In its “Commercial Auto Market Update,” Fitch Ratings says the line posted a combined ratio of 103.6 in 2011. Fitch says that on an accident-year basis and examining only liability for Commercial Auto, the underwriting losses began in 2009.

Net written premiums in 2011 were around $21 billion—21 percent lower than the line's peak level in 2006. “This decline is attributable to years of declining premium-rate trends in a competitive market environment, as well as reductions in insured exposures as Commercial Auto was significantly affected by the economic recession,” says Fitch.

In addition to fewer premium dollars coming in, Fitch says the Commercial Auto segment is also seeing a decline in favorable reserve development.

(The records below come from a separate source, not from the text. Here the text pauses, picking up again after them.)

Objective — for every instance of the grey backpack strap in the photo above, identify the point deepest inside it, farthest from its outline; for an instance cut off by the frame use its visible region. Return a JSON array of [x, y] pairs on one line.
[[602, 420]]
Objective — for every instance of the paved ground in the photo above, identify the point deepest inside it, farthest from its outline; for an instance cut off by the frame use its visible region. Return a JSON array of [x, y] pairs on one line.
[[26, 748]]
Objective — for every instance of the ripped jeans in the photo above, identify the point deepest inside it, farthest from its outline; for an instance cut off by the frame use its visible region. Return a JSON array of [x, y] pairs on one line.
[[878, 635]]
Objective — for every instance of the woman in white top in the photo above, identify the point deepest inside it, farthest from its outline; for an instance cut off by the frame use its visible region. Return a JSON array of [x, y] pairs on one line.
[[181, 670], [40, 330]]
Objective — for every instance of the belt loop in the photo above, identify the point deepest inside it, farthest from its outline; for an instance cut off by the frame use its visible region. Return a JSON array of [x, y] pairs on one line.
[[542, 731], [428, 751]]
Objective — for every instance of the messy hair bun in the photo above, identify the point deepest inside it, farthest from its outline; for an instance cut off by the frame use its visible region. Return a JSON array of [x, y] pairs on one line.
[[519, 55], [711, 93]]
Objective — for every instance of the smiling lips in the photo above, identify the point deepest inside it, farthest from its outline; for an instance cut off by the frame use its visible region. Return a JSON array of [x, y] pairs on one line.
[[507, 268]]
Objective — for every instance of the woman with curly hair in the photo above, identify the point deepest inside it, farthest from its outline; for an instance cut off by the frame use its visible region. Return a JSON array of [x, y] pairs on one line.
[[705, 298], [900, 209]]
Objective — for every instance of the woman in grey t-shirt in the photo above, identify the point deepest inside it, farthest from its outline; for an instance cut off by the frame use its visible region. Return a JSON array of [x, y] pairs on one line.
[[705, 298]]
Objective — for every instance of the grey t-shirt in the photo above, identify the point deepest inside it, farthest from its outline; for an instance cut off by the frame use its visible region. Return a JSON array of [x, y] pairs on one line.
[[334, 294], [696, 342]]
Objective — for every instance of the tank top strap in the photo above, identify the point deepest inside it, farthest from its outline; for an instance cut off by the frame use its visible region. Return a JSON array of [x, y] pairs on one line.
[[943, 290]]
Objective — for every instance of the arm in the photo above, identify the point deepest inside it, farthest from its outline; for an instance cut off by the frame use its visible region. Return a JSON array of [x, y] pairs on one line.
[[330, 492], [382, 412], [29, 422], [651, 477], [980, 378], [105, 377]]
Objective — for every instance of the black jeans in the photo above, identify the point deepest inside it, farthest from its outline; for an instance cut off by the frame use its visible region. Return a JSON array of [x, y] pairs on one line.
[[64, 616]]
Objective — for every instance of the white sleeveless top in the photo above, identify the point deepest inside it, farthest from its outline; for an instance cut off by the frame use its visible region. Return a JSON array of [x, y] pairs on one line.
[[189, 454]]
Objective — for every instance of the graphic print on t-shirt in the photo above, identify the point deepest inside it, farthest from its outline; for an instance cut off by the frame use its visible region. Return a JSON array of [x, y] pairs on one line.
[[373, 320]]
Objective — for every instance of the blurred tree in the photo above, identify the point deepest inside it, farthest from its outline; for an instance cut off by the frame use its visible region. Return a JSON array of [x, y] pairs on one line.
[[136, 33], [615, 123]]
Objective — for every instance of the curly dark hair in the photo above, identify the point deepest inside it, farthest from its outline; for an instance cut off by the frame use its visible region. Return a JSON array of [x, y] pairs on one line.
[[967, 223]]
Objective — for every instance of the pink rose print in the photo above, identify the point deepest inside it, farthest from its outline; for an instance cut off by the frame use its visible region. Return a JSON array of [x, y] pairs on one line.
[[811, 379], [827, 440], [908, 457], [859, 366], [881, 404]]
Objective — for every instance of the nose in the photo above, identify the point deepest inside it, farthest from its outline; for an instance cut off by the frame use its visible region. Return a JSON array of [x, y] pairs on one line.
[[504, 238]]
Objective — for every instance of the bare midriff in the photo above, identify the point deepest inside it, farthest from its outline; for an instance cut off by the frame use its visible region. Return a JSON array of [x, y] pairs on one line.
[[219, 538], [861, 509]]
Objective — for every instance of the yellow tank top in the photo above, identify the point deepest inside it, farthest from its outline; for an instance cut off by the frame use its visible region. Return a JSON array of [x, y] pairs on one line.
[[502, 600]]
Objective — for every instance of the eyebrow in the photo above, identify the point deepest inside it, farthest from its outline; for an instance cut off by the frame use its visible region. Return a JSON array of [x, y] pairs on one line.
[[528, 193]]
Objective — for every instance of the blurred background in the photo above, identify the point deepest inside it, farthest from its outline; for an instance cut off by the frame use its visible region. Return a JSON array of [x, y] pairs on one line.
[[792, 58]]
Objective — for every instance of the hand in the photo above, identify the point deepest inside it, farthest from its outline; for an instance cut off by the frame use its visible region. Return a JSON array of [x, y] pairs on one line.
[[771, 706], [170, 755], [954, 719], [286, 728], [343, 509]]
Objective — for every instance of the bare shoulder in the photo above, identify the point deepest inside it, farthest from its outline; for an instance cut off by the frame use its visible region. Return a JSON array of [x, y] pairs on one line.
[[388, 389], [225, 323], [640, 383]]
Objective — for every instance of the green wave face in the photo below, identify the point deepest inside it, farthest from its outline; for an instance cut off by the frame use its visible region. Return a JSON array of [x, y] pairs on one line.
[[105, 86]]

While Fitch says Commercial Auto insurers have reported “significantly favorable” reserve development for the past seven years, the ratings agency notes that favorable development was less pronounced in 2011 and is expected to decline further going forward “as a review of recent accident-year reserve experience reveals somewhat less-conservative Commercial Auto reserving.”

Still, despite the headwinds, Fitch says the market fundamentals in Commercial Auto are improving. “The market has responded to this weaker underwriting performance as evidenced by premium rate increases that started in the second half of 2011,” the report states.

Fitch expects those rate increases to continue into 2013 but notes that these increases will need to outpace growing loss costs: “Commercial Auto is affected by similar loss factors as Personal Auto. Most recently, bodily injury claims inflation has affected automobile lines.”

Even so, Fitch says it expects Commercial Auto to return to underwriting profitability in 2013, if not boasting the low-90s combined ratios achieved in 2004 and 2005.